Furthermore, such destabilisation is subsequently transferred beyond the text of Discourses, disturbing the foundations of ethnography as a field as well as the ‘tradition’ of critical theory that Ivy herself relies on. Nativist ethnology’s returns to Yanagita uncannily extend to Ivy’s own returns to Freud and Lacan. Hence, in addition to the issues of translation and authorial mediation which Ivy criticises Yanagita for but hardly solves herself, Discourses exposes itself as working to translate Japanese constructions of Japan as an “object of knowledge” into the language of postmodernist philosophy.
However, a rediscovery of the first chapter can unveil a way of escaping Ivy’s repetitions of Yanagita’s ‘mistakes’ of translation leading to loss. Referencing Bakhtin, Ivy contends that “it is… the dialogic encounter of different discourses that frees up the possibility of politics” (19). Ivy’s repetition can thus be presumed to be openly inviting critique, thereby advocating a more critically-tuned readership. This idea resonates with Roland Barthes’s proclamation that “the birth of the reader must be at the cost of the death of the Author” . Advancing from the “monologue” of ethnographic study under a single author(ity) opens the text to “dialogic” conversation, followed by possibilities for continuing research.
Discourses hence stands as a monumental step towards a new ‘reflexive’ ethnography unbound by doctrinal knowledge, beginning with a conversation between Japanese and western thought. Critical theorists will find this to be an exciting introduction to Japan as an object of cultural study, just as Japanese studies scholars will find it to be an eye-opening introduction to the revolutionising world of critical theory .
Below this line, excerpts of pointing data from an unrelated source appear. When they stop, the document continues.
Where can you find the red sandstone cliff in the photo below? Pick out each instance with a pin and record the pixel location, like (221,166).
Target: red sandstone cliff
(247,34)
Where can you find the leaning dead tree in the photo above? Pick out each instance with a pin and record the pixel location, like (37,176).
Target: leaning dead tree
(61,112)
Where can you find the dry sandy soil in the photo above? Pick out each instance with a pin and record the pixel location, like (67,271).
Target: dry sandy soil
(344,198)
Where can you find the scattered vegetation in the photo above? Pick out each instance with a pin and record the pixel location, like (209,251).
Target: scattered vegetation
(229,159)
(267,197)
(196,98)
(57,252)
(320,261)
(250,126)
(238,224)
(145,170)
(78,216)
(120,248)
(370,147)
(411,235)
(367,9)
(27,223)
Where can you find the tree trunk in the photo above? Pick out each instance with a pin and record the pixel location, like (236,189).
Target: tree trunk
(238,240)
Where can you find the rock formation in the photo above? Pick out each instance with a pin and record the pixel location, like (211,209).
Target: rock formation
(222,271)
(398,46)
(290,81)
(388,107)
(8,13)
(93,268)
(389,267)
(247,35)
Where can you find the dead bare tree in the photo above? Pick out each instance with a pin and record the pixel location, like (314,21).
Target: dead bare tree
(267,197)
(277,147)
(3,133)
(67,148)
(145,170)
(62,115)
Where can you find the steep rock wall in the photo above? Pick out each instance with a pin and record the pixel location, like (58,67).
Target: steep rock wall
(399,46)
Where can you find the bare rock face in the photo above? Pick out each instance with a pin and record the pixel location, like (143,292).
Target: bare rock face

I read this for my senior thesis - my advisor was a personal friend of the author, who apparantly is quite a bluegrass afficianado in addition to being a Japanese scholar of some repute. The book itself is a pretty perfect case of an academic text: it is by turns enlightening and infuriating. For example, this is the first place I ever encountered the word "phantasmatic", and, if I have any say in the matter, the last.
Why can't someone write a decent academic book about cultural change that doesn't read like an unitelligible glossary of made up words?
Frustrating, yet rewarding for anyone with the time/energy to really try to dissect Ivy's writing. But to have to do that almost feels like a failing of the author. At times it felt that Ivy was infatuated with her own vocabulary and had fallen too far down the rabbit hole of Japanese modernity, so to speak. Would give this book 1 or 2 stars, but honestly feel that I should have given it another chance. Would not recommended to anyone who isn't an anthropologist.
Ivy does a fantastic job tracing how the peripheral and particular in Japan have become enshrined as the sites of tradition in contemporary Japan. One can never have too much demystification, and Ivy manages it with nuance and grace, noting the phantasms but also noting that phantasm is not pure fiction.